VfE Ulm/Neu-Ulm kassiert frühen Gegentreffer

Gegen Dingolfing benötigten die Devils drei Minuten Anlaufzeit. Doch dann bestimmte die Mannschaft von Trainer Robert Linke trotz des frühen Rückstands nach 37 Sekunden das Geschehen. Dominik Synek (7.), Peter Brückner (10.) und Felix Anwander (11.) hatten schon vor der Spieldauerdisziplinarstrafe für Teamkollege Florian Döring (20.) wegen eines Checks gegen den Kopf für die Wende gesorgt. Gegen die  Dominanz der Gastgeber wusste sich Dingolfing nur mit Nickligkeiten zu helfen.
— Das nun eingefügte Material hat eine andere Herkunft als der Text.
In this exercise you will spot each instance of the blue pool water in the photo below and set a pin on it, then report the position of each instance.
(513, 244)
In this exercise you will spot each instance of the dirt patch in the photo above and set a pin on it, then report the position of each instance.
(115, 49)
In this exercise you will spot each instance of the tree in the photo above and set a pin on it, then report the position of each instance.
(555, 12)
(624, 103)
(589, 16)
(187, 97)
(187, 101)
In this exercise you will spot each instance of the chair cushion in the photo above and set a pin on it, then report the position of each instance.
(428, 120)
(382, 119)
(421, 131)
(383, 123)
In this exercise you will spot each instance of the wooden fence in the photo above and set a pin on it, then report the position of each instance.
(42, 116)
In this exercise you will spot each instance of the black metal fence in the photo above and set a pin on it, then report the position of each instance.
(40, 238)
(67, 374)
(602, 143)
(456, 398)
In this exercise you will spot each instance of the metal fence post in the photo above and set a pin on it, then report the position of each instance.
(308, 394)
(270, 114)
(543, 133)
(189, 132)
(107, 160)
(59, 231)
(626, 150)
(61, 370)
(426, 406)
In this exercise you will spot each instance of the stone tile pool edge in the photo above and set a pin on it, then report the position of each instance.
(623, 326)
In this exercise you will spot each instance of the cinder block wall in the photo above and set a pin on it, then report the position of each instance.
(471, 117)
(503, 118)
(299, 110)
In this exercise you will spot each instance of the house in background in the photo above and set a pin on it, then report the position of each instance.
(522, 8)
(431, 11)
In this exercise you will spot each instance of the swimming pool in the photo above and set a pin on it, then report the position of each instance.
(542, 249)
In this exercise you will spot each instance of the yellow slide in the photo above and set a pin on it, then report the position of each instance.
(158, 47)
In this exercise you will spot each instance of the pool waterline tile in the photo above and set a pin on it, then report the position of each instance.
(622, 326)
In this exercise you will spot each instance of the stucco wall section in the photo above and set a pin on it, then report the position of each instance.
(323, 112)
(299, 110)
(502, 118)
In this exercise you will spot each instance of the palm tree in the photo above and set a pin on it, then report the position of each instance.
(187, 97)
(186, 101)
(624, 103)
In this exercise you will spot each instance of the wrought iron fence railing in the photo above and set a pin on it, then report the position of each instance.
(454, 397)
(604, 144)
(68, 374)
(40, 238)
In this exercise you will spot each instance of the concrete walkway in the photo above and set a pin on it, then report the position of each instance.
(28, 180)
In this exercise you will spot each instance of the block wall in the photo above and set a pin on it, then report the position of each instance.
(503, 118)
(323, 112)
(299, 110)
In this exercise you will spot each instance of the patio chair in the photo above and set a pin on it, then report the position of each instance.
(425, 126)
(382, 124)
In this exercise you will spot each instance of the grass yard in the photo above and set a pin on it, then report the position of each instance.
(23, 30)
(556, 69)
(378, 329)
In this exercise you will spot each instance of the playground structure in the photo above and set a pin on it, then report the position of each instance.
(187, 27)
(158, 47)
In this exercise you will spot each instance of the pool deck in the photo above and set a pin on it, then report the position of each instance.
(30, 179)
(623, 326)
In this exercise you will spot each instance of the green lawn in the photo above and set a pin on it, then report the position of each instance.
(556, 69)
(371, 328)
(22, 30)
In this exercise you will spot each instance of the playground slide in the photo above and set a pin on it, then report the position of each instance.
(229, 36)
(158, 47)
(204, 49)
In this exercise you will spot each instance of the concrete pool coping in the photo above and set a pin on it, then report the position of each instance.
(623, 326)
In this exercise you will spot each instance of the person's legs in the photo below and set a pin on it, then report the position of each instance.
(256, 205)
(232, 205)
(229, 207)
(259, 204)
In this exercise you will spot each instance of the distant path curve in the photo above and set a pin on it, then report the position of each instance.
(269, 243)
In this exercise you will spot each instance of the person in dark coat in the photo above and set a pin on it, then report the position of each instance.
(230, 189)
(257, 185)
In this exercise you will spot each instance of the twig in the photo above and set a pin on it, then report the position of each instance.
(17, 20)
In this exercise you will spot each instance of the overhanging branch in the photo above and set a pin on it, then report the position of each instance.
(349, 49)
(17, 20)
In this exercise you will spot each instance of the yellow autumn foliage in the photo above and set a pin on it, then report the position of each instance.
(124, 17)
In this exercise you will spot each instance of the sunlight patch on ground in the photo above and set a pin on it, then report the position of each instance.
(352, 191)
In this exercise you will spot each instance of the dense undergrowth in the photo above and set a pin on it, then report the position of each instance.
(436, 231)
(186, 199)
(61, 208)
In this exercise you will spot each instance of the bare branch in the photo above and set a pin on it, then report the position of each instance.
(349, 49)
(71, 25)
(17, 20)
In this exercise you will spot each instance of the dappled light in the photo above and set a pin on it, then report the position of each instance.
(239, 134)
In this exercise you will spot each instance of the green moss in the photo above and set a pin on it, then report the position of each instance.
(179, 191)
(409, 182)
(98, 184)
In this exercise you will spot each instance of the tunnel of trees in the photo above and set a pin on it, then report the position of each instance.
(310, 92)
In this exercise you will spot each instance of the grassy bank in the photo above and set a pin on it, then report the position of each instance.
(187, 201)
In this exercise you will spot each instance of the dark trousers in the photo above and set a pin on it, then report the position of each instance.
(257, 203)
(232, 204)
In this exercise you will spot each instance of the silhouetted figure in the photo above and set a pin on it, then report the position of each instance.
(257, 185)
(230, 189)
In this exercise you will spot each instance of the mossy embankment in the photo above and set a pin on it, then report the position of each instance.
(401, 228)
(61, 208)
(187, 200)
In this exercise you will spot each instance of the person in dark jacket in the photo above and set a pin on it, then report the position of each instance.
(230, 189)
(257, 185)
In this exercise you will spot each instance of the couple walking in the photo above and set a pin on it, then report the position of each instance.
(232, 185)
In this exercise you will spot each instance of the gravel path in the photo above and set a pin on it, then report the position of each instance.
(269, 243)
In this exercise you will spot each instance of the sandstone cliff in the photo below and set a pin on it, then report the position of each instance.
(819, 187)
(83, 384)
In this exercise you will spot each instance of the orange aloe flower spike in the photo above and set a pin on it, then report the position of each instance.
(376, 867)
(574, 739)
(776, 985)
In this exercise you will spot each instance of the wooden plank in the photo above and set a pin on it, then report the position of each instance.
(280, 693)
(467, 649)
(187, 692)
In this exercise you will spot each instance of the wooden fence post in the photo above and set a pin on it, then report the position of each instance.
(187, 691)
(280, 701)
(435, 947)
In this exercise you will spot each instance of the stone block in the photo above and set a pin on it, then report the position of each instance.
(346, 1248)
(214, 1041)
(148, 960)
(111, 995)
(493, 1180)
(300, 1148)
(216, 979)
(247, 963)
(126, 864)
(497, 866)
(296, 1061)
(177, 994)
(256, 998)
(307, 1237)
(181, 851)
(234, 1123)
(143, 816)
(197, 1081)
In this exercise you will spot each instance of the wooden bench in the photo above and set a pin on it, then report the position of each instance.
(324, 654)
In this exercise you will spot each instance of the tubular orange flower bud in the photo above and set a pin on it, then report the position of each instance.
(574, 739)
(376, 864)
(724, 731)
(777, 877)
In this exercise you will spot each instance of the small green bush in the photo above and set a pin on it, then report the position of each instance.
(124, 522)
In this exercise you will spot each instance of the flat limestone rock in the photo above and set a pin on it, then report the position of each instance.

Mitte des zweiten Drittels kam es zu einer heftigen Rangelei mehrerer Akteure. Dabei bekamen auch die VfE-Spieler Martin Jainz und Synek 2+2+10-Minuten-Strafen. Ob das Duo neben Döring auch gegen Moosburg zuschauen muss, wird sich kurzfristig herausstellen. Die weiteren Treffer erzielten Brückner (21.), Jainz (25.), Synek (33.) und Marius Dörner (52.).